Reth (International Title: Sands Of Times)was one of the popular Zee TV serial that aired between 12 July 2004 and 3 February 2006, based on the story of a young daughter-in-law Jiya who is in conflict with her new family.

==Plot==
A rape victim tries to regain her honour after being gang raped. Jiya was a typical middle-class bahu till one event changes everything for her. In order to save her unmarried sister-in-law from rape she throws herself before the rapists. While her marital family appreciates her sacrifice, they do not completely accept her back.

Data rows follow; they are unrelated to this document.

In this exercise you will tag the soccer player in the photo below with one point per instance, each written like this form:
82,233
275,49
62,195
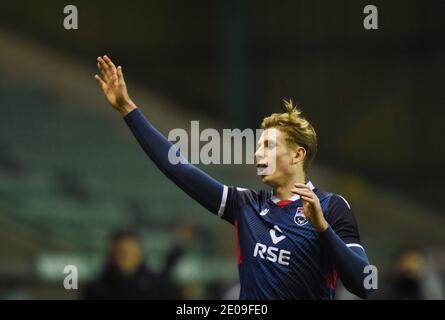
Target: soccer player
291,242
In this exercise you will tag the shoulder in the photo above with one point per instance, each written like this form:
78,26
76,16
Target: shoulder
334,205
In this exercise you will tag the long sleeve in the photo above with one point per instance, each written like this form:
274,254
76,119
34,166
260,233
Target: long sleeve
197,184
349,262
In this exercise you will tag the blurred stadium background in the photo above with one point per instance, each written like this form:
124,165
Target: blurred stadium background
71,172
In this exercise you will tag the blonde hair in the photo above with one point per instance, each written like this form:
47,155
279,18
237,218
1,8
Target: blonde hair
299,132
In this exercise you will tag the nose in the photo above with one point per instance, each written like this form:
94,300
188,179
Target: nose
259,154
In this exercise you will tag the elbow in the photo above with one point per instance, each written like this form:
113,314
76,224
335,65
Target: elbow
359,290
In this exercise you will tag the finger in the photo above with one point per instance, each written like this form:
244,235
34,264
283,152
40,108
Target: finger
120,75
109,62
308,200
302,185
102,71
103,67
108,67
302,192
101,83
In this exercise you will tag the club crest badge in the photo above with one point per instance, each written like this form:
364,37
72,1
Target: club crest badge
300,218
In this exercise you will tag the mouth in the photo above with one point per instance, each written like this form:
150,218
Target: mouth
262,169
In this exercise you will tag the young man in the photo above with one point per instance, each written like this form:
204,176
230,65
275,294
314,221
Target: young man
293,242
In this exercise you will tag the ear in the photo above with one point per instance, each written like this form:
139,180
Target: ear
299,155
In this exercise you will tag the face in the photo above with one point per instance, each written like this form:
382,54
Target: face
276,161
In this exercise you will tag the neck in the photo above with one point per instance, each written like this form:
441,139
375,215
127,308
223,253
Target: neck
283,192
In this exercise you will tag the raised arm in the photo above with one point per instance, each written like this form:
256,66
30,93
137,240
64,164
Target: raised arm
197,184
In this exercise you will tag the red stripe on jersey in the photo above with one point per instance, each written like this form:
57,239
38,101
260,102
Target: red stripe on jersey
331,280
239,258
283,203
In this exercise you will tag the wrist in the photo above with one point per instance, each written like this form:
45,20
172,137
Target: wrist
322,226
126,107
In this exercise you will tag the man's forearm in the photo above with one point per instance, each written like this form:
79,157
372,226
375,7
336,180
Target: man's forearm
197,184
126,107
349,264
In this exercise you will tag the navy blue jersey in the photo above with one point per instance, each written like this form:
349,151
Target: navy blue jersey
280,254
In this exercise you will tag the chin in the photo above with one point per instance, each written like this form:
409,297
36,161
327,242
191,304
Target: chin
268,180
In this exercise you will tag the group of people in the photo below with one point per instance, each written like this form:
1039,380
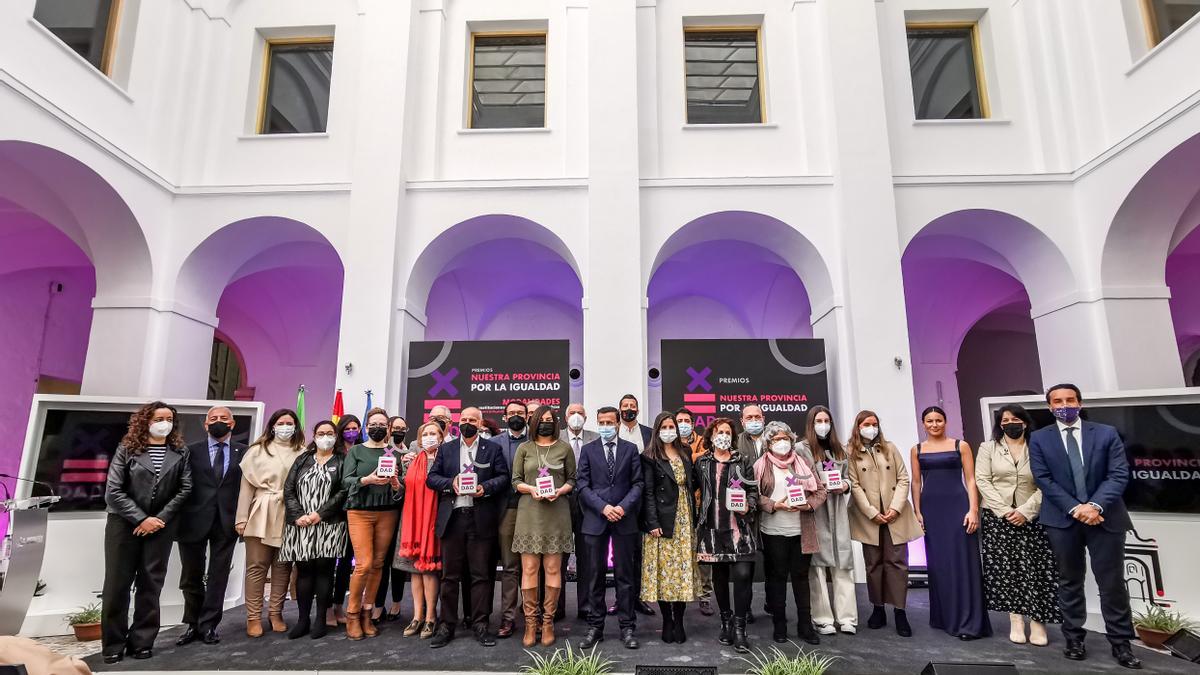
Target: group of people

She battles the stigma despite being ostracised.

==Cast==
- Tejal Shah / Deepa Parab as Jiya Shekhar Pandey
- Diwakar Pundir as Kshom
- Ankur Nayyar / Sachin Verma as Shekhar Pandey
- Amrapali Gupta as Aarushi (Aaru) Pandey
- Nupur Alankar as Devyani Samar Pandey
- Kamya Panjabi as Netra Shekhar Pandey
- Kishwer Merchant as Dr. Dakshi
- Kanika Maheshwari as Chhavi
- Anang Desai as Gyan Pandey
- Anita Wahi / Utkarsha Naik as Rukmini Gyan Pandey
- Sai Deodhar as Tanu
- Harsh Vashisht as Manas
- Amardeep Jha as Devyani's mother
- Suhita Thatte as Jiya's mother
- Rajeev Kumar as Samar Pandey
- Shilpa Tulaskar as Kshom and Chhavi's mother
- Rajeev Bharadwaj as Harsh: Aarushi's husband
- Girish Jain as Harsh: Aarushi's boyfriend

==Production==
The series had a crossover with Astitva... Ek Prem Kahani.